Quelques jours après, le couple a rejoint les parents de Carmine, Via Centrale, à San Vincenzo. Presque tout de suite, Cristina s’est trouvée enceinte d’Emiddio. L’année suivante a été difficile. Un séisme catastrophique, centré sur le Golfe de Naples, a causé de graves dommages dans l’Italie du sud. Puis, en 1884, dans les mois qui ont suivi la naissance d’Emiddio, une épidémie de choléra a fait des milliers de morts. Carmine et Cristina possédaient à présent une petite terre. Deux autres enfants étaient nés: un fils, Vincenzo, en 1886, et une fille, Maria Assunta, en 1887. Jusque là, Dame Fortune s’était montrée clémente. Au moins, ils avaient survécu. Mais bientôt, ils allaient tenter leur chance, convaincus qu’un avenir meilleur les attendait. L’attrait de l’America devenait irrésistible pour beaucoup de Molisani, et pour les Italiens en général. Bientôt, Cristina et Carmine, après bien d’autres, quitteraient leur village pour gagner d’abord la France, puis le grand port d’ Anvers. Un bateau de la Red Star Line, le SS Rhynland, les y attendait.

* * * 

Voici les vidéos des danses et de la musique visées ci-dessus.




12 janvier 2014

San Vincenzo al Volturno 1857


L’étroite route qui mène de Pizzone à Castel San Vincenzo parcourt 4 kilomètres à travers le fond de la vallée jusqu’à une arête rocheuse qui longe les pentes inférieures du mont Vallone. Avant 1928, Castel San Vincenzo était constitué de deux villages: le premier, construit au sommet de l’arête sur d’anciennes fortifications, était Castellone – ou Castellum, comme le rapporte le Chronicon Vulturnense médiéval− le second, un peu plus bas, était San Vincenzo al Volturno.

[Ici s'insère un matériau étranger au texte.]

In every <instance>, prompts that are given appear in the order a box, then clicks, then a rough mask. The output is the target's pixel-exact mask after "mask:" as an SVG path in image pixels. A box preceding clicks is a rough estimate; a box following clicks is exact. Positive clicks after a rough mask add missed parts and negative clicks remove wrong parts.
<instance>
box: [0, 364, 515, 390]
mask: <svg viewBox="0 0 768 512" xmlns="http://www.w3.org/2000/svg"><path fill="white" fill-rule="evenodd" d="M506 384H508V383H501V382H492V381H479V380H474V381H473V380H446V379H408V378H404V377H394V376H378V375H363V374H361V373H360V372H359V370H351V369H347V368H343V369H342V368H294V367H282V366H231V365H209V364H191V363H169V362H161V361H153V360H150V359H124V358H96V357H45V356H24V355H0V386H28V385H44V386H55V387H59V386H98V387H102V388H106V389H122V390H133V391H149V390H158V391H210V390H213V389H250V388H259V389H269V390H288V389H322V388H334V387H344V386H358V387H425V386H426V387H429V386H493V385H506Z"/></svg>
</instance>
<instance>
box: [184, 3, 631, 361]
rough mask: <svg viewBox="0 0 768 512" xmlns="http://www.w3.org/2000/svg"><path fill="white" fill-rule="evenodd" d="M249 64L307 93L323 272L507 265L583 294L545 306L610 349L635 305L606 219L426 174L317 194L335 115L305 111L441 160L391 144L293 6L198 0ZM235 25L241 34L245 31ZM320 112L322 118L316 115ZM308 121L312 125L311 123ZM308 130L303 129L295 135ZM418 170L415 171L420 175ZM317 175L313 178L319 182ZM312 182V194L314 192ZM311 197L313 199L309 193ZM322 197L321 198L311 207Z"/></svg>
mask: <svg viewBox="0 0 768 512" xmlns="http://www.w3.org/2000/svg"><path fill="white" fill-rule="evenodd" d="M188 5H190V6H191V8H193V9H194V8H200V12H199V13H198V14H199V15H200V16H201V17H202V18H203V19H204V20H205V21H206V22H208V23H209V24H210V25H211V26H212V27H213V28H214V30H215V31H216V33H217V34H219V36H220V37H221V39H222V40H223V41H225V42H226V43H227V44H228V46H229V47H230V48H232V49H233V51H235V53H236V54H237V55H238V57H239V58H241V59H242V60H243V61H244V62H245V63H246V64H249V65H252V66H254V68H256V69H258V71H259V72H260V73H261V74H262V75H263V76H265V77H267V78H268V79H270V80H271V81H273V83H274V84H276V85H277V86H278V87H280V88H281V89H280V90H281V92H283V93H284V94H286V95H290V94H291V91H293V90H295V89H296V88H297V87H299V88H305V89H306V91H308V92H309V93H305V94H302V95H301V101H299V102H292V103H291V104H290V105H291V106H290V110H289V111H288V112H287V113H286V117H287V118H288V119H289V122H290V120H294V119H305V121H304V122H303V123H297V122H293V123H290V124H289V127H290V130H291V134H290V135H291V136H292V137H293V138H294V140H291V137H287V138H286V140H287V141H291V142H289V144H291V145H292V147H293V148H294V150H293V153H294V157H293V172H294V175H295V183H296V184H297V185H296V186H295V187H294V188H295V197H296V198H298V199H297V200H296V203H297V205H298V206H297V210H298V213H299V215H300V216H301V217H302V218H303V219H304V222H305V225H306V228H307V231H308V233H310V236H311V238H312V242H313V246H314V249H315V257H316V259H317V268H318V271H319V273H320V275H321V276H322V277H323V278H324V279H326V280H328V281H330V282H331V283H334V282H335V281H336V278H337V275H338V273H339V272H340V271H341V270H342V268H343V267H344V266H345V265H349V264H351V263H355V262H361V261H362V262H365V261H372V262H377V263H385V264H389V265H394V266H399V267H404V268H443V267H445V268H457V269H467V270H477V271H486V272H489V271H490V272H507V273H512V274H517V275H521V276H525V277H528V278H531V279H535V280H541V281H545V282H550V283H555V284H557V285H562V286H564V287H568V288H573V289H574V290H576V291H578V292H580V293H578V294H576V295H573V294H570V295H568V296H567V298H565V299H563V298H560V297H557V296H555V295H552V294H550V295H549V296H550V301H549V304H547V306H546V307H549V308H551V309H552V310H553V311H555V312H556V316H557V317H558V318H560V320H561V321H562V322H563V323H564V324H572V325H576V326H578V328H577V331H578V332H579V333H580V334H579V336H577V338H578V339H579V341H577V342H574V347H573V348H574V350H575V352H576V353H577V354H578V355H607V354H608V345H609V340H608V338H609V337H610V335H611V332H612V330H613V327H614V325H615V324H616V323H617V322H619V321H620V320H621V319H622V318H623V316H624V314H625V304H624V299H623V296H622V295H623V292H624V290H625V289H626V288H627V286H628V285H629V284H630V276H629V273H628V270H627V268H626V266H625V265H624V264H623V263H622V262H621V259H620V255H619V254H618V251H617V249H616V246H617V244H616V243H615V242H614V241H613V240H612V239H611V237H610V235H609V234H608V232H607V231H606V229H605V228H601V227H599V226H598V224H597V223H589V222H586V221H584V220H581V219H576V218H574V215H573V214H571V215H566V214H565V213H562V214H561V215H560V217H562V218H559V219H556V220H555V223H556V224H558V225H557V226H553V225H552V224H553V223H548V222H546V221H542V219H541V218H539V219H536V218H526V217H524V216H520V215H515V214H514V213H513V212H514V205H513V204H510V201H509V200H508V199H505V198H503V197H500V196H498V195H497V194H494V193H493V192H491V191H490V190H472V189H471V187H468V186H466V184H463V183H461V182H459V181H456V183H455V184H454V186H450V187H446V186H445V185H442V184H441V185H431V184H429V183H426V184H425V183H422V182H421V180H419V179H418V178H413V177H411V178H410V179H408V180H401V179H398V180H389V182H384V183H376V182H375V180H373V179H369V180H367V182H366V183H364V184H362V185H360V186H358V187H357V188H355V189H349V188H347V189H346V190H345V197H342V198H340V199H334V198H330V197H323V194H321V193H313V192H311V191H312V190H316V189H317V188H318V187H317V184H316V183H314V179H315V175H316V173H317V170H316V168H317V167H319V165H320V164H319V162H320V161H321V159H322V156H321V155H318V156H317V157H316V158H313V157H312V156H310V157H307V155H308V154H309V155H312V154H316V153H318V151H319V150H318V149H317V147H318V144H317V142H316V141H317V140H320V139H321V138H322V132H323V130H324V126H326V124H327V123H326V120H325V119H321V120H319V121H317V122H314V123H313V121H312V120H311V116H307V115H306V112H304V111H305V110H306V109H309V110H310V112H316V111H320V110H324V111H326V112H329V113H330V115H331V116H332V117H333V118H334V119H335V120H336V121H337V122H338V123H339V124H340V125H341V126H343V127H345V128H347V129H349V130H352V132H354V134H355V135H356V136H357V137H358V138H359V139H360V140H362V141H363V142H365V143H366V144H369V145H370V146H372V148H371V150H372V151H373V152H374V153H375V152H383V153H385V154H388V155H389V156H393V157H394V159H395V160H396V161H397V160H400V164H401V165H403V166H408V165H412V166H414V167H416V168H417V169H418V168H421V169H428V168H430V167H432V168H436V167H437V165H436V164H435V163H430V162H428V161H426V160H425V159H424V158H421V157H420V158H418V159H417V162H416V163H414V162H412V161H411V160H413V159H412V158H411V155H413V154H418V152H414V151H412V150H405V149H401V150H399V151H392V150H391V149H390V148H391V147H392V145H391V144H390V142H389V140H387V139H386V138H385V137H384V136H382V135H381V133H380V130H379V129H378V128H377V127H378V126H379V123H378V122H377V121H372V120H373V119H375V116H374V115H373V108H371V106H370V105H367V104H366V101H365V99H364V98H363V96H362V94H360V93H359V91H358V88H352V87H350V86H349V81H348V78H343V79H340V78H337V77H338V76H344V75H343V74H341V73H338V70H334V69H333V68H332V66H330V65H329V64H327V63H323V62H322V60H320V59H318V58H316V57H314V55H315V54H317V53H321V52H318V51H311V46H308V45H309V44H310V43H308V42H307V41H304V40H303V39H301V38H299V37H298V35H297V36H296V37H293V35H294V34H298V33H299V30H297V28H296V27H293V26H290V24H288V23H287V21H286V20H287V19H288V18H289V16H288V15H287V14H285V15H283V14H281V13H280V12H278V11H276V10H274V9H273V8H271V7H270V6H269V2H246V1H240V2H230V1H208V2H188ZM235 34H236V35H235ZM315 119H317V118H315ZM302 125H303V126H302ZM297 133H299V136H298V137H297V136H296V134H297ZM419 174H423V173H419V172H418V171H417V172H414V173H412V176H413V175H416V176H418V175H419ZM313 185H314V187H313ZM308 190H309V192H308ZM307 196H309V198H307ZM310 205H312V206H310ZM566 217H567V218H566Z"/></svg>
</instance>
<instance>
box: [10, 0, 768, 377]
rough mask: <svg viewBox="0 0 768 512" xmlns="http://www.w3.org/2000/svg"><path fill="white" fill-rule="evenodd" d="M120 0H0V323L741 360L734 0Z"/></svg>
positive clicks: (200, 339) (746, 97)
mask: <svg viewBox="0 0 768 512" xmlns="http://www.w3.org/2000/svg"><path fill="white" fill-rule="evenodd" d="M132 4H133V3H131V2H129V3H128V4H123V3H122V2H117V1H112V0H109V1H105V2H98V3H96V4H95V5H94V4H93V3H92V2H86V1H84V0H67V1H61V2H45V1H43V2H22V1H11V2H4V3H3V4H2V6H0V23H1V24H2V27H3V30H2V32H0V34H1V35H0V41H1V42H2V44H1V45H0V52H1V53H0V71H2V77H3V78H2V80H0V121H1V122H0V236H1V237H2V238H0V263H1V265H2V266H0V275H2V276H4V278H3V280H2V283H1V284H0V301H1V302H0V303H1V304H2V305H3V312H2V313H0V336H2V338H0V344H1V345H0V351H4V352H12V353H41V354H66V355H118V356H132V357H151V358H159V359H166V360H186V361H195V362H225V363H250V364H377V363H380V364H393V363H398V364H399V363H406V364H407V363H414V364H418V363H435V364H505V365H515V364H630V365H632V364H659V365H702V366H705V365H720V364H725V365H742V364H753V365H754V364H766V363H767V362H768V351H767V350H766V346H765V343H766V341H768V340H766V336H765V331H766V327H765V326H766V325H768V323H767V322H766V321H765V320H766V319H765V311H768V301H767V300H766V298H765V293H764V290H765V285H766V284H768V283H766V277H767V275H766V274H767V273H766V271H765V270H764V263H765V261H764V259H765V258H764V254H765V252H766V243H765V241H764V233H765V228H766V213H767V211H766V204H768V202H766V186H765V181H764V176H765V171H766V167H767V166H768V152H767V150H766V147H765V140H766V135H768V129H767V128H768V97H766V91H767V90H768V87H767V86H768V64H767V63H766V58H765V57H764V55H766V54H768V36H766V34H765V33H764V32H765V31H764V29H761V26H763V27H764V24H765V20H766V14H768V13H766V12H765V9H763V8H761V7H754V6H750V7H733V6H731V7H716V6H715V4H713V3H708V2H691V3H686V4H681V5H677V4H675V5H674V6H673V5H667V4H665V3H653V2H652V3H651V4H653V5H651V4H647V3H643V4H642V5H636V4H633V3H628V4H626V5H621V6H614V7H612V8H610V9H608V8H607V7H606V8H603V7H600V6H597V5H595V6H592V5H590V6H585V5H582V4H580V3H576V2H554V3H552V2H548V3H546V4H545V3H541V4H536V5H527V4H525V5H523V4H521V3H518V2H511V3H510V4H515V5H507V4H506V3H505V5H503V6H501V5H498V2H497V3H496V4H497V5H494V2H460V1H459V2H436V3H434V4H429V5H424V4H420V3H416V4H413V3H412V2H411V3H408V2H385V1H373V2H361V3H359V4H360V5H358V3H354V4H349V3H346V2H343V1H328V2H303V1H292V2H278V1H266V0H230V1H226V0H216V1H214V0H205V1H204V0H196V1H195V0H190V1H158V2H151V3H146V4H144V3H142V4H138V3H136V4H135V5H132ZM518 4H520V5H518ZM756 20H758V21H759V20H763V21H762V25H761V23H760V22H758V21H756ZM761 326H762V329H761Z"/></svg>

Castel San Vincenzo avec le Mainarde derrière.
Photo de l’auteur.
Pendant la période romaine, ces terres étaient appelées le Samnium, du nom des Sanniti ou Samnites, farouche tribu italique qui habitait cette région depuis des siècles, et contre lesquels les Romains livrèrent trois guerres. La présence des Sanniti est encore sensible dans le nom de certains lieux comme Civitanova del Sannio ou Mirabello Sannitico, dans des sites archéologiques tels que le temple et le théâtre mis au jour à Pietrabbondante, ou les murs cyclopéens à Colli a Volturno, et dans la passion de la population pour son histoire.

Au-dessous de Castel San Vincenzo se trouve la plaine de Rocchetta qui, depuis l’époque d’Auguste, avait été le site de villas et de domaines agricoles, certains probablement reliés aux familles influentes des environs d’Isernia, capitale provinciale autrefois et aujourd’hui encore. Selon le Chronicon, l’empereur Constantin, voyageant dans les Apennins, s’était arrêté là, dans une région densément boisée, pour se reposer dans la fraîcheur des ombrages. Après un repas copieux, il s’était endormi et avait eu la vision de trois saints qui lui avaient ordonné de construire un oratoire là, en ce lieu de bêtes sauvages et de solitude. L’oratoire de Constantin, oublié dans cette région reculée, serait redécouvert trois siècles plus tard par trois nobles venus de Benevento, au sud. Ils sont connus sous les noms de Paldo, Tato et Taso, et ils allaient choisir ce lieu pour construire leur abbaye, qu’ils consacrèrent à Saint Vincent, le diacre espagnol martyrisé sous le règne du grand-père de Constantin, l’empereur Dioclétien, pendant la dernière et la plus sanglante des persécutions contre les chrétiens.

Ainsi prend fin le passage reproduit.